Mallorca-Police inklusive

Eine Deckungslücke kann es auch bei Mietwagen-Tarifen geben. "Wer am Urlaubsort mit seinem Leihwagen einen Unfall baut, hat oft nur minimalen Versicherungsschutz", weiß Gebhard Sanne, Vorstand der A&O Autoversicherung in Oldenburg. Folge: Der Unfallverursacher haftet für teure Reha-Kosten oder Rentenzahlung mit seinem Privatvermögen. "Davor schützt eine Mallorca-Police, die bei uns zur Autohaftpflicht mit dazugehört", sagt Gebhard Sanne.

Wer regelmäßig mit dem eigenen Auto ins Ausland fährt, ist mit einer Auslands-Schaden-Schutzpolice gut beraten. Bei einem unverschuldeten Unfall im Ausland wird der Schaden so abgewickelt, als wäre er in Deutschland passiert. Die eigene Versicherung reguliert den Schaden vorab und holt sich die Kosten von der ausländischen Versicherung zurück. Mühsame Streitereien vor Ort oder nachträglich von zu Hause entfallen.

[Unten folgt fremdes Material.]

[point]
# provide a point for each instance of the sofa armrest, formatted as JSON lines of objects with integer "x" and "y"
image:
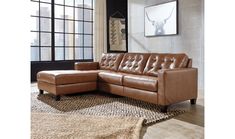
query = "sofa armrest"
{"x": 177, "y": 85}
{"x": 86, "y": 65}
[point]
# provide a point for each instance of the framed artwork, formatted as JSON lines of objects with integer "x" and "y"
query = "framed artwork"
{"x": 117, "y": 35}
{"x": 161, "y": 19}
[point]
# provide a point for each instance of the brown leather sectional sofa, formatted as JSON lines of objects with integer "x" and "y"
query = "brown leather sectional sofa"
{"x": 162, "y": 79}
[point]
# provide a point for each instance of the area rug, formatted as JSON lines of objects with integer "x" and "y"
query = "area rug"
{"x": 102, "y": 105}
{"x": 55, "y": 126}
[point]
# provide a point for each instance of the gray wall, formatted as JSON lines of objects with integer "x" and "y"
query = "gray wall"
{"x": 190, "y": 39}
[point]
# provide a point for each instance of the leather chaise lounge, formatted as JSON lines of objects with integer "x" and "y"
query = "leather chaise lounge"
{"x": 162, "y": 79}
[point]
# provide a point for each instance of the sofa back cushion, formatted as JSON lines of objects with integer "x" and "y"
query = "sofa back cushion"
{"x": 164, "y": 61}
{"x": 110, "y": 61}
{"x": 133, "y": 63}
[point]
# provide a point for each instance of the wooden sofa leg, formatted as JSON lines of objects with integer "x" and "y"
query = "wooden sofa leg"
{"x": 57, "y": 97}
{"x": 164, "y": 109}
{"x": 40, "y": 92}
{"x": 193, "y": 101}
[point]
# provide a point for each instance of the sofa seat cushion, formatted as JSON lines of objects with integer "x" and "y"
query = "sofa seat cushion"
{"x": 111, "y": 77}
{"x": 62, "y": 77}
{"x": 148, "y": 83}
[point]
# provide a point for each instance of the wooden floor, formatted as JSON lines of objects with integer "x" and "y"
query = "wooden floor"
{"x": 189, "y": 125}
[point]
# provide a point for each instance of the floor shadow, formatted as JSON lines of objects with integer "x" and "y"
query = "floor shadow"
{"x": 194, "y": 116}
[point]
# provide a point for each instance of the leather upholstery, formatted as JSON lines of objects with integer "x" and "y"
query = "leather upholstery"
{"x": 68, "y": 88}
{"x": 86, "y": 65}
{"x": 175, "y": 85}
{"x": 133, "y": 63}
{"x": 60, "y": 77}
{"x": 141, "y": 82}
{"x": 132, "y": 75}
{"x": 110, "y": 61}
{"x": 110, "y": 77}
{"x": 140, "y": 94}
{"x": 111, "y": 88}
{"x": 165, "y": 61}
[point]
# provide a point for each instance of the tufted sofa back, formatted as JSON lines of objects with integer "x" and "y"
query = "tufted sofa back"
{"x": 164, "y": 61}
{"x": 110, "y": 61}
{"x": 133, "y": 63}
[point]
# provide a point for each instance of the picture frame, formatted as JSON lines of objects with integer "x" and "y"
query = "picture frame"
{"x": 117, "y": 34}
{"x": 161, "y": 19}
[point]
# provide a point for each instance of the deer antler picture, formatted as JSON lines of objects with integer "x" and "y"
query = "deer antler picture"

Unverzichtbar sollte vor allem in Familienhaushalten die private Haftpflicht sein. Ob der Golfball im Kronleuchter landet oder unachtsam über die Straße gelaufen wird - hier hilft die Versicherung. Aber: Alte Verträge haben manchmal keine weltweite Gültigkeit. Deshalb unbedingt vorher klären, ob auch im Urlaubsland die Haftpflicht gilt. Zuletzt der Klassiker, die Hausratversicherung. Hausrat im Urlaub? Richtig, denn auch Gepäck gehört zum Hausrat. Wird es aus verschlossenen Hotelzimmern geklaut oder unter Androhung von Gewalt geraubt, so ist auch das kein Drama, sondern hoffentlich versichert.